Friday, May 19. 2017
Update (2020-09-16): While three years old, people still find this blog post when looking for information about Stapling problems. For Apache the situation has improved considerably in the meantime: mod_md, which is part of recent apache releases, comes with a new stapling implementation which you can enable with the setting MDStapling on.
Today the OCSP servers from Let’s Encrypt were offline for a while. This has caused far more trouble than it should have, because in theory we have all the technologies available to handle such an incident. However due to failures in how they are implemented they don’t really work.
We have to understand some background. Encrypted connections using the TLS protocol like HTTPS use certificates. These are essentially cryptographic public keys together with a signed statement from a certificate authority that they belong to a certain host name.
CRL and OCSP – two technologies that don’t work
Certificates can be revoked. That means that for some reason the certificate should no longer be used. A typical scenario is when a certificate owner learns that his servers have been hacked and his private keys stolen. In this case it’s good to avoid that the stolen keys and their corresponding certificates can still be used. Therefore a TLS client like a browser should check that a certificate provided by a server is not revoked.
That’s the theory at least. However the history of certificate revocation is a history of two technologies that don’t really work.
One method are certificate revocation lists (CRLs). It’s quite simple: A certificate authority provides a list of certificates that are revoked. This has an obvious limitation: These lists can grow. Given that a revocation check needs to happen during a connection it’s obvious that this is non-workable in any realistic scenario.
The second method is called OCSP (Online Certificate Status Protocol). Here a client can query a server about the status of a single certificate and will get a signed answer. This avoids the size problem of CRLs, but it still has a number of problems. Given that connections should be fast it’s quite a high cost for a client to make a connection to an OCSP server during each handshake. It’s also concerning for privacy, as it gives the operator of an OCSP server a lot of information.

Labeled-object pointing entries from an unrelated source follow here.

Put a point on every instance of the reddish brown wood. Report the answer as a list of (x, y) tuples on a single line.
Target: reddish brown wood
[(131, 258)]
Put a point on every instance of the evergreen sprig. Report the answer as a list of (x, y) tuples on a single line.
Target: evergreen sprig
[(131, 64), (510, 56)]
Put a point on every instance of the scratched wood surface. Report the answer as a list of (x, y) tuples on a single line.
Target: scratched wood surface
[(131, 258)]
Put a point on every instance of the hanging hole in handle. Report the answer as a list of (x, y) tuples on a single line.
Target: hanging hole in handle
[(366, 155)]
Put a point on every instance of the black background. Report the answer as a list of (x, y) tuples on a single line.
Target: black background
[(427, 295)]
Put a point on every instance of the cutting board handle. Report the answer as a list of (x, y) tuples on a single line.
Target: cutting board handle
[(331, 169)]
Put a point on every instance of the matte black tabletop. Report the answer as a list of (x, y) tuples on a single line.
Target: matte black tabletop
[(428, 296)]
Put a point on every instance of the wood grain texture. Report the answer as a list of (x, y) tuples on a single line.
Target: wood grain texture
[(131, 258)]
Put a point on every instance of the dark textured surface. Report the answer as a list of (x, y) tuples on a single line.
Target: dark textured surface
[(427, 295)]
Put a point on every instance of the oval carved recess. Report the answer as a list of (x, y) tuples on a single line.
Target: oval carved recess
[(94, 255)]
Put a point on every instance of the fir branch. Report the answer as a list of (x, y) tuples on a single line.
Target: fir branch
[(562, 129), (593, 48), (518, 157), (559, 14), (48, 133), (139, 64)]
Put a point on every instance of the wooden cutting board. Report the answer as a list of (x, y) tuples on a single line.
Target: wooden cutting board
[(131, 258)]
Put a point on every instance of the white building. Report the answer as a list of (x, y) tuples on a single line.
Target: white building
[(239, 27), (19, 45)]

However there’s a more severe problem: What happens if an OCSP server is not available? From a security point of view one could say that a certificate that can’t be OCSP-checked should be considered invalid. However OCSP servers are far too unreliable. So practically all clients implement OCSP in soft fail mode (or not at all). Soft fail means that if the OCSP server is not available the certificate is considered valid.
That makes the whole OCSP concept pointless: If an attacker tries to abuse a stolen, revoked certificate he can just block the connection to the OCSP server – and thus a client can’t learn that it’s revoked. Due to this inherent security failure Chrome decided to disable OCSP checking altogether. As a workaround they have something called CRLsets and Mozilla has something similar called OneCRL, which is essentially a big revocation list for important revocations managed by the browser vendor. However this is a weak workaround that doesn’t cover most certificates.

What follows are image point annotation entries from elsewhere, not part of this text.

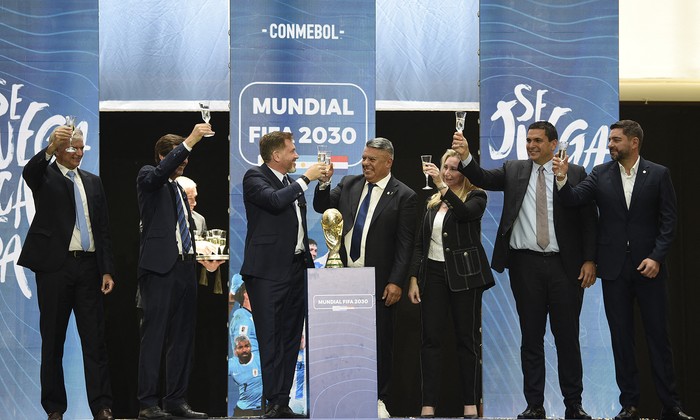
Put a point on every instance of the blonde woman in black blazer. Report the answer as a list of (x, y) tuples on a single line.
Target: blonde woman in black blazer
[(449, 269)]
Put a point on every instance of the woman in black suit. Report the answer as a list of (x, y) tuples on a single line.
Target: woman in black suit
[(449, 269)]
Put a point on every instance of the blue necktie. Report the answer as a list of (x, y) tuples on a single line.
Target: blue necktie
[(182, 221), (360, 224), (80, 214)]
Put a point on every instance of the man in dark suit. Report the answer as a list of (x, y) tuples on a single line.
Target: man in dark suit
[(69, 249), (378, 234), (167, 288), (275, 261), (549, 250), (637, 206)]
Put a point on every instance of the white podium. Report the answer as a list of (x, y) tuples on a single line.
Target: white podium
[(342, 343)]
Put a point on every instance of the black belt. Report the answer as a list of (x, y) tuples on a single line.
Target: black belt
[(535, 253), (80, 254)]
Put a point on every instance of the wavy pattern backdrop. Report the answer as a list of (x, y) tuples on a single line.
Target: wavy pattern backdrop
[(48, 52), (556, 61), (318, 55)]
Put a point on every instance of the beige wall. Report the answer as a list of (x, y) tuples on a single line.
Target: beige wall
[(660, 50)]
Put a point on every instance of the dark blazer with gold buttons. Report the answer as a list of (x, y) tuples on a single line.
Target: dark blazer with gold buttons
[(466, 264)]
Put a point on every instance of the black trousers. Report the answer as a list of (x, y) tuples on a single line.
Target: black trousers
[(385, 342), (76, 288), (169, 309), (436, 301), (619, 295), (279, 308), (541, 288)]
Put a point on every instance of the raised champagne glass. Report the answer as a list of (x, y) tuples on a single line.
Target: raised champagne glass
[(70, 122), (206, 114), (561, 152), (460, 116), (424, 160)]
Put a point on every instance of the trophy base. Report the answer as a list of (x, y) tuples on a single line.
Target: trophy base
[(334, 263)]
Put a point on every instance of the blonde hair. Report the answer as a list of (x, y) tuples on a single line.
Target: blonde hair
[(463, 190)]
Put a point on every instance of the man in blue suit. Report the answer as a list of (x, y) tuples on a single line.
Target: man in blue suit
[(275, 261), (550, 263), (379, 218), (637, 206), (73, 271), (167, 288)]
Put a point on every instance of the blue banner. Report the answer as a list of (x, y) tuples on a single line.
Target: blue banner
[(555, 61), (306, 68), (49, 68)]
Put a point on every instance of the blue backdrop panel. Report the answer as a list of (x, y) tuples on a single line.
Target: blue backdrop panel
[(49, 67), (555, 61), (304, 68)]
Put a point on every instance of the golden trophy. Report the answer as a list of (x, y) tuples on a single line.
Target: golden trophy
[(332, 224)]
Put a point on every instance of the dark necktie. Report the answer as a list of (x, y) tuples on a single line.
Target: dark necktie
[(542, 218), (80, 214), (360, 224), (182, 221)]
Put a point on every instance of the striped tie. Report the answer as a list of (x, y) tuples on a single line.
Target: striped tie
[(356, 242), (182, 221)]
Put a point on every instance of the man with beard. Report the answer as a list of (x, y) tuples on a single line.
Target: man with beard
[(637, 206), (167, 284)]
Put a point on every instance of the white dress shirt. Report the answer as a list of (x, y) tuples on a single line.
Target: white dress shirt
[(377, 191)]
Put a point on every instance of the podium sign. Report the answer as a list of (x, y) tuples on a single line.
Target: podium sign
[(342, 343)]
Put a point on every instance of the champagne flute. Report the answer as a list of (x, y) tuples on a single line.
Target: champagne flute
[(206, 115), (70, 122), (426, 159), (222, 240), (322, 153), (459, 120), (561, 153)]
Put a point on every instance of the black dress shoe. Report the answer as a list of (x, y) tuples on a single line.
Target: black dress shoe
[(674, 413), (154, 413), (104, 414), (533, 413), (279, 411), (184, 410), (576, 411), (628, 413)]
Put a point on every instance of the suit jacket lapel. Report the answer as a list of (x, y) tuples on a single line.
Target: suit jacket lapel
[(616, 181), (386, 197), (522, 179), (271, 176), (354, 196), (639, 181)]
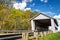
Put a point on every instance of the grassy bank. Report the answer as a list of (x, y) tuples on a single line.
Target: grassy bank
[(52, 36)]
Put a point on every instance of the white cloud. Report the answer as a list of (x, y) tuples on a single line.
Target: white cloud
[(58, 19), (37, 10), (27, 9), (20, 6), (49, 13), (45, 1), (42, 0)]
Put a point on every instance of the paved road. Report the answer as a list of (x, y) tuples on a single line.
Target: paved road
[(10, 37)]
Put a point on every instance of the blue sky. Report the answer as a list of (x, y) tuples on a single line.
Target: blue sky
[(49, 7)]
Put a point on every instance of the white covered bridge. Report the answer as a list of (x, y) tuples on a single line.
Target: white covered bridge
[(42, 22)]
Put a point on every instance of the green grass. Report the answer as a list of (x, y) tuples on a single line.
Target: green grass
[(52, 36)]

OCSP Stapling and Must Staple to the rescue?
There are two technologies that could fix this: OCSP Stapling and Must-Staple.

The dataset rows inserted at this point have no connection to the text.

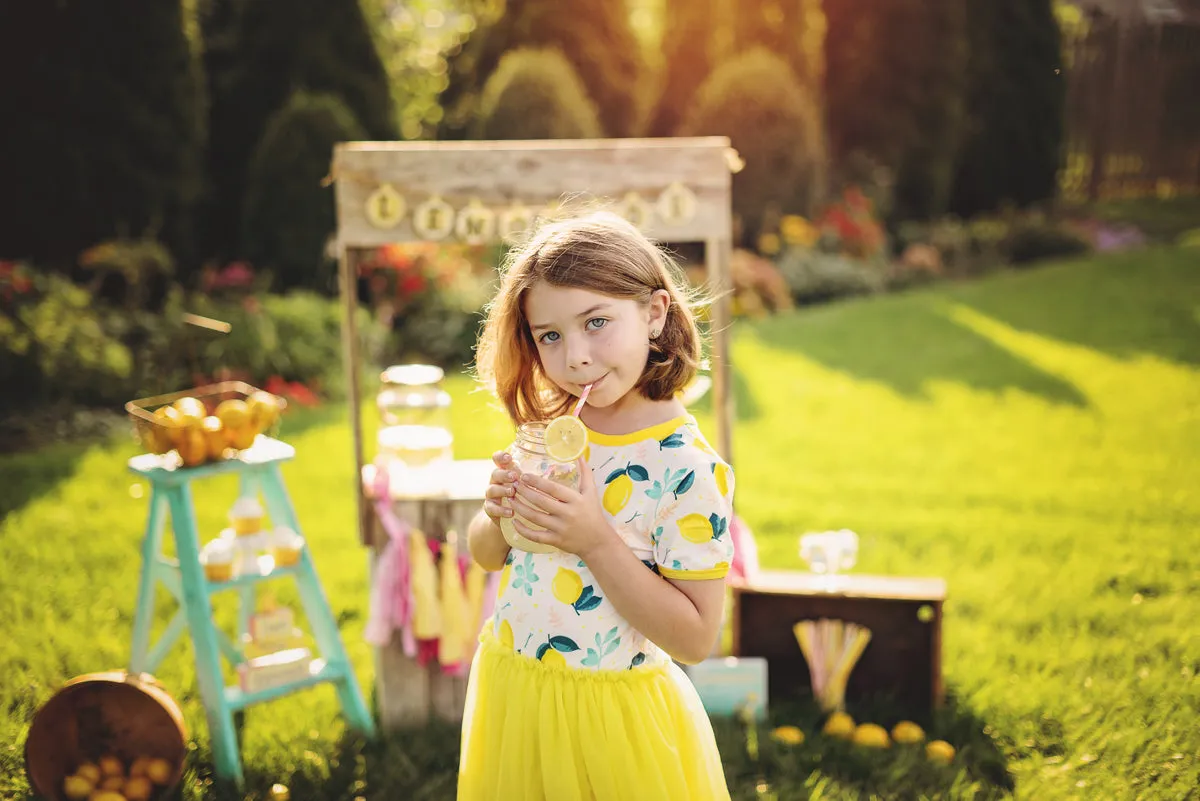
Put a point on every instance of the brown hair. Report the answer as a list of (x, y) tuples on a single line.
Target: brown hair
[(603, 253)]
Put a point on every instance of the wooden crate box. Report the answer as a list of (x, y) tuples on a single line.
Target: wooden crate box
[(904, 658)]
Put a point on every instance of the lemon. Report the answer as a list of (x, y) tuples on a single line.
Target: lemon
[(695, 528), (940, 751), (191, 410), (505, 634), (159, 771), (907, 733), (215, 438), (234, 414), (839, 726), (106, 795), (565, 438), (721, 473), (789, 735), (618, 493), (89, 771), (568, 585), (871, 735), (76, 787), (264, 410), (193, 450), (138, 789)]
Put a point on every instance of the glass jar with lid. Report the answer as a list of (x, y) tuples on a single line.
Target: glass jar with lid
[(528, 452), (414, 417)]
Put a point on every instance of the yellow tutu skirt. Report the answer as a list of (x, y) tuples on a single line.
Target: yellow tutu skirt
[(535, 732)]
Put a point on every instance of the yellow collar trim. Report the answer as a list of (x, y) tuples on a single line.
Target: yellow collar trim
[(654, 432)]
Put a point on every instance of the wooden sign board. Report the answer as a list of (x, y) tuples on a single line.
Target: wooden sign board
[(675, 190)]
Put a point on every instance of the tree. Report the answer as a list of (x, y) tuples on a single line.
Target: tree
[(595, 37), (288, 214), (103, 126), (534, 94), (894, 91), (318, 46), (688, 59), (1013, 146), (756, 101)]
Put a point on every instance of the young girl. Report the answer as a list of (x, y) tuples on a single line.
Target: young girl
[(573, 694)]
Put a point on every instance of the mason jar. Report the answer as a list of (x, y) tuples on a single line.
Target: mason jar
[(528, 452), (414, 417)]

OCSP Stapling moves the querying of the OCSP server from the client to the server. The server gets OCSP replies and then sends them within the TLS handshake. This has several advantages: It avoids the latency and privacy implications of OCSP. It also allows surviving short downtimes of OCSP servers, because a TLS server can cache OCSP replies (they’re usually valid for several days).
However it still does not solve the security issue: If an attacker has a stolen, revoked certificate it can be used without Stapling. The browser won’t know about it and will query the OCSP server, this request can again be blocked by the attacker and the browser will accept the certificate.
Therefore an extension for certificates has been introduced that allows us to require Stapling. It’s usually called OCSP Must-Staple and is defined in RFC 7633 (although the RFC doesn’t mention the name Must-Staple, which can cause some confusion). If a browser sees a certificate with this extension that is used without OCSP Stapling it shouldn’t accept it.
So we should be fine. With OCSP Stapling we can avoid the latency and privacy issues of OCSP and we can avoid failing when OCSP servers have short downtimes. With OCSP Must-Staple we fix the security problems. No more soft fail. All good, right?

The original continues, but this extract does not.